Sol Sertão Online
Colunista
Para muitas mulheres no sul da Índia, a independência nacional de 1947 foi apenas uma data no calendário. A verdadeira libertação, no entanto, chegou décadas depois, através de uma iniciativa inusitada que uniu a educação ao uso da bicicleta. No distrito de Pudukkottai, no Estado de Tamil Nadu, o chamado "Movimento da Iluminação" transformou a realidade de milhares de mulheres.
Criada a partir da Missão Nacional de Alfabetização de 1988, a campanha enfrentava um desafio logístico: a necessidade de 30 mil voluntárias para ensinar leitura e matemática em áreas remotas. Como a maioria das professoras não possuía transporte próprio e enfrentava resistências culturais, a então servidora civil sênior Sheela Rani Chunkath implementou uma medida radical: incentivar as mulheres a aprenderem a andar de bicicleta.
A medida enfrentou a oposição de autoridades da época, que alegavam que as mulheres não poderiam acessar aldeias distantes. No entanto, a iniciativa provou-se fundamental. Jayachithra, hoje diretora de uma escola estatal, relembra que, aos 10 anos, a pressão familiar era para que aprendesse costura ou datilografia, profissões consideradas "seguras" para o gênero. Ao ser selecionada para lecionar em uma aldeia vizinha, ela aprendeu a pedalar, descrevendo a experiência como o momento em que se sentiu "como uma borboleta".
O impacto alcançou também as camadas mais vulneráveis da sociedade. Vasantha, vinda da casta dalit e ex-trabalhadora de uma pedreira, utilizou o programa para aprender a ler, escrever e contar. A mobilidade proporcionada pela bicicleta deu a ela a confiança necessária para fundar seu próprio negócio com outras três estudantes, rompendo um ciclo de exclusão social e pobreza.
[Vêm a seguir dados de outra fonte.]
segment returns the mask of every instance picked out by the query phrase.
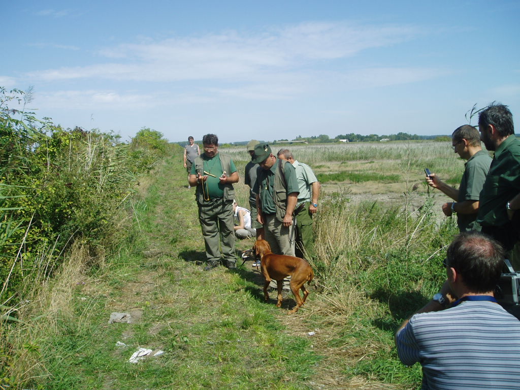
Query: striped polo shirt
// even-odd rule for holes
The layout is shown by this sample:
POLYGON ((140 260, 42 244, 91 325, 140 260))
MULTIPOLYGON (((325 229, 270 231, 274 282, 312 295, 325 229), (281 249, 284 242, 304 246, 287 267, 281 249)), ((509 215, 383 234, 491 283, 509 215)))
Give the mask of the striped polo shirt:
POLYGON ((493 302, 415 314, 396 345, 404 364, 422 366, 422 389, 520 389, 520 321, 493 302))

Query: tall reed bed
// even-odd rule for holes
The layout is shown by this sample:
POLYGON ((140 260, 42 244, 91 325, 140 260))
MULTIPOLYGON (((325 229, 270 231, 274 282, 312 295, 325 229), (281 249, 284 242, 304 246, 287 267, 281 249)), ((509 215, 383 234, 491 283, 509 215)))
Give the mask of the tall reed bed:
MULTIPOLYGON (((460 181, 464 162, 453 152, 449 142, 396 141, 318 145, 271 145, 274 154, 282 148, 290 150, 295 159, 318 173, 343 171, 400 175, 404 182, 410 177, 424 177, 424 168, 438 173, 451 184, 460 181)), ((235 162, 248 161, 243 146, 222 148, 235 162)), ((395 176, 394 176, 395 178, 395 176)), ((376 179, 374 181, 377 181, 376 179)))

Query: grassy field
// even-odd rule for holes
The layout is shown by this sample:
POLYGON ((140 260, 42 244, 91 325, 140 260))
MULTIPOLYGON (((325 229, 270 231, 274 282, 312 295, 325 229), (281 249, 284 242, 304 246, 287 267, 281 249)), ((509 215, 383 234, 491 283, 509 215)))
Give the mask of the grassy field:
MULTIPOLYGON (((249 263, 237 272, 202 270, 194 192, 175 155, 141 180, 140 197, 128 210, 133 232, 120 250, 93 259, 77 245, 20 308, 24 323, 4 328, 0 363, 11 366, 4 386, 418 388, 420 367, 398 361, 393 332, 437 290, 456 231, 452 220, 435 217, 423 170, 456 179, 462 162, 448 143, 289 148, 317 173, 342 180, 324 180, 315 280, 297 315, 287 314, 290 296, 282 309, 274 299, 263 302, 262 278, 249 263), (382 186, 389 184, 398 189, 395 201, 352 201, 352 187, 362 196, 386 194, 382 186), (129 310, 140 316, 135 323, 108 323, 111 313, 129 310), (138 346, 165 353, 128 363, 138 346)), ((244 149, 221 150, 233 155, 241 176, 244 149)), ((246 205, 248 188, 236 188, 246 205)), ((237 249, 252 243, 239 242, 237 249)))

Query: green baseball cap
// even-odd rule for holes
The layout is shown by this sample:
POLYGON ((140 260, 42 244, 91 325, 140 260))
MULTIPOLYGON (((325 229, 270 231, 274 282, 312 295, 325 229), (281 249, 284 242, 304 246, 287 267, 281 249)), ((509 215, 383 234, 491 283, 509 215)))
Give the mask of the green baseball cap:
POLYGON ((254 150, 255 147, 259 143, 259 141, 257 141, 256 139, 252 139, 248 142, 248 151, 249 152, 250 150, 254 150))
POLYGON ((267 159, 271 152, 271 147, 268 144, 258 144, 255 147, 253 155, 251 156, 251 162, 254 164, 263 162, 267 159))

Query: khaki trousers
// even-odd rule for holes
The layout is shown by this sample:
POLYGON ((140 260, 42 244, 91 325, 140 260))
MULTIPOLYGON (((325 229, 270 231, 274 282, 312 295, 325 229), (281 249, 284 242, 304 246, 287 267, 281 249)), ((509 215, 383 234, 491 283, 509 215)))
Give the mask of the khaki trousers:
POLYGON ((228 263, 237 262, 233 217, 232 202, 222 198, 199 205, 199 220, 209 263, 219 262, 221 253, 228 263))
A alfabetização permitiu que as mulheres de Pudukkottai compreendessem seus direitos e reivindicassem salários mais justos, migrando de trabalhos sazonais na agricultura para cargos em empresas e empreendimentos próprios. O sucesso do projeto culminou em um marco histórico: em 11 de agosto de 1992, o distrito foi declarado livre do analfabetismo.
Mais do que aprender a ler, as participantes do programa conquistaram autonomia. "A bicicleta trouxe confiança... ela me fez perceber que não preciso depender de ninguém", resume Jayachithra. Hoje, esse legado reflete-se nas novas gerações, com netas de ex-estudantes do programa aspirando a carreiras como a medicina, provando que a mobilidade física foi o primeiro passo para a mobilidade social.
Referência: Informações adaptadas de G1.